Cela nous ramène aux propos du très honnête Charles pasqua qui en 1986 lors de la lutte contre le projet Devaquet parlait « des étudiants manipulés par les gauchistes et les anarchistes de tout poil et de toutes nationalités ».
Enfin les anti bloqueurs « apolitiques » se sont réunis au siège de… l'UMP à Caen.
De
17H21 | 08/11/2007 |
je ne saisis pas bien où est la différence avec la situation actuelle ; vous dites que cette loi permettra aux établissements et universités les plus affûtés de prendre de l'avance.
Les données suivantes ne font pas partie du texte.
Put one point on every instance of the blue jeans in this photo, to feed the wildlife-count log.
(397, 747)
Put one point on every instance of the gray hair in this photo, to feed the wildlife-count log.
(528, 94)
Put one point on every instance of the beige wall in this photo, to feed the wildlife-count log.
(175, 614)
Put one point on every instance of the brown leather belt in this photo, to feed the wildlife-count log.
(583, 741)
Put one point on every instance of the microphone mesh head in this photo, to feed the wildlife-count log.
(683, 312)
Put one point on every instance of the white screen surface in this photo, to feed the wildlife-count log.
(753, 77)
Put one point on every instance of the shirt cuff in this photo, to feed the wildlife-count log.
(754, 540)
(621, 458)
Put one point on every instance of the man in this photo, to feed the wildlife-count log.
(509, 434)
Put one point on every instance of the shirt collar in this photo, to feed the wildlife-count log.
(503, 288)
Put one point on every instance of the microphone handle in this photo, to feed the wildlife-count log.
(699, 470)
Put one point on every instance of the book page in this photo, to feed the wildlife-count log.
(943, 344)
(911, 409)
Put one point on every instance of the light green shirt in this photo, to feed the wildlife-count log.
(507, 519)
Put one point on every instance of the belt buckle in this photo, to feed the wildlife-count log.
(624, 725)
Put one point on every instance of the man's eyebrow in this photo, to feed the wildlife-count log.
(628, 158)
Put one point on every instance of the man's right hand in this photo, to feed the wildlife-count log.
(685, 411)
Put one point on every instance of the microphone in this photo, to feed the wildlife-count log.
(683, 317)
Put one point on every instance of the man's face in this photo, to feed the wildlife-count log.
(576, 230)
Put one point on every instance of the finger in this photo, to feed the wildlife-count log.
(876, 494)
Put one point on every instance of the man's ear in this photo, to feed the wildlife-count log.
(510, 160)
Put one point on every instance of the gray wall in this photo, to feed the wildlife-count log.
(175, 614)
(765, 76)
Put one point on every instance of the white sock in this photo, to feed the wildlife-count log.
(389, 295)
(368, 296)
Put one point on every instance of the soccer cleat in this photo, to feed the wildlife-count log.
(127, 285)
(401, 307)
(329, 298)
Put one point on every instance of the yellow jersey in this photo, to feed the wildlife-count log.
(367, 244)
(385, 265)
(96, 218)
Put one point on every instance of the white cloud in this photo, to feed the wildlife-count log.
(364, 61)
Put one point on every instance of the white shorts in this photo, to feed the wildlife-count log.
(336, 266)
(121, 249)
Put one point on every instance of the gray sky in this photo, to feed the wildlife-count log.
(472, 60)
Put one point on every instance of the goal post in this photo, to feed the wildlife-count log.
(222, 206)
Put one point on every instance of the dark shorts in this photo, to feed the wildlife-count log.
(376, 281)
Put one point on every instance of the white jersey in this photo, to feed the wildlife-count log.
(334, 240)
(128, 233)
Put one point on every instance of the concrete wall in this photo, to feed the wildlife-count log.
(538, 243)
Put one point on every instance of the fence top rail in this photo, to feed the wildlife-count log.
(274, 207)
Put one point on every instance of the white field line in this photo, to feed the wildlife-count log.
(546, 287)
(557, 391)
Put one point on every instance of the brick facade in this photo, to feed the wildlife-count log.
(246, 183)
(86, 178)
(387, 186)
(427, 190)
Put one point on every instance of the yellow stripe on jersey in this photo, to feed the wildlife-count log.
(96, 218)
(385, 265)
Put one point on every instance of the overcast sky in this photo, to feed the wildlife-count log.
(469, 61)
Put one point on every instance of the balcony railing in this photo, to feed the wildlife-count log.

Mais c'est déjà le cas, sans avoir besoin de cette loi : l'égalité revendiquée aujourd'hui n'est qu'une illusion ! ! ! Tous les parents d'élèves rêvent de voir leurs enfants à Paris I ou Paris IV en Histoire, à Paris II en droit, à Paris Dauphine en Economie, et, bien entendu, à Sciences Po Paris, plutôt qu'à la fac de Villetaneuse (malgré la qualité des profs que l'on y trouve), parce qu'un futur employeur, dans un CV, fera de toutes façons la différence…
De
17H25 | 08/11/2007 |
Vive l'ultra libéralisme qui donne l'égalité des chances aux étudiants… qui ont bien entendu leur mini ou beetle pour se rendre en cours pour les autres faites carrière à Mc Do… Bon c'était déjà le cas actuellement .Les bancs des plus grandes écoles ou des écoles privées sont usées par une majorité de petite cuillère en argent…l'ascenceur sociale est en panne et l'escalier est encombré…Quand on jette un oeil sur les statistiques du nombre de fils d'ouvrier qui obtiennent un dîplome d'ingénieur… on rigole Chinois…
Amis Terriens bonne chance l'ére Sarkosy est grande ouverte pour le bonheur des …. Et toi tu gagnes combien en M€ par mois ? … Ah bon t'es marin pecheur pas grave il te reste le pédalo …si tu veux je te paye une formation en Albanie tu verras le climat est doux et ils ont des gros mollets …Bon pis fais pas chier j'ai pas le temps j'ai un pôte en amérique qui m'attends pour diner ce soir..
De aile
17H29 | 08/11/2007 |
la plupart des commentateurs ne sont pas etudiants… je pense que tous les étudiants veulent une réforme c'est certain mais dans le sens d'une égalité face aux feuilles d'exam (oui je parle pour les oraux aussi), dans le sens ou il y aurait un peu plus de respect pour les étudiants (sur les calendriers, les examens, les locaux, les professeurs, le personnel administratif) et ou l'enseignement serait de qualité. bref personne n'est dupe ce ne sont pas les fonds privés qui vont amener cette serenité qui manque tant. pourquoi ? le problème est déjà que c'est un sacré bordel avec les pouvoirs dont jouissent les presidents je crains que ce soit pire si personne ne peut contrôler même politiquement ce qu'il s'y passe. le modele anglo saxon a du bon (reception des etudiants, mise a niveau dans les campus, structures extra etudes,…) mais il devrait y avoir moyen de faire sans les entreprises.
ou alors imaginer des donations des firmes, les mettre dans une grosse caisse et repartir après selon les facs, a ce moment on garantit l'independance politique effective de la fac et on conserve la définition du don.
j'ai vraiment de la peine pour le directeur de science po obligé de s'agenouiller pour obtenir des sous et faire un misérable calcul d'imposition pour justifier la donation (ce qui est la également proprement scandaleux et paradoxal, si c'est pour deduir autant donner directement)…Vraiment désolant.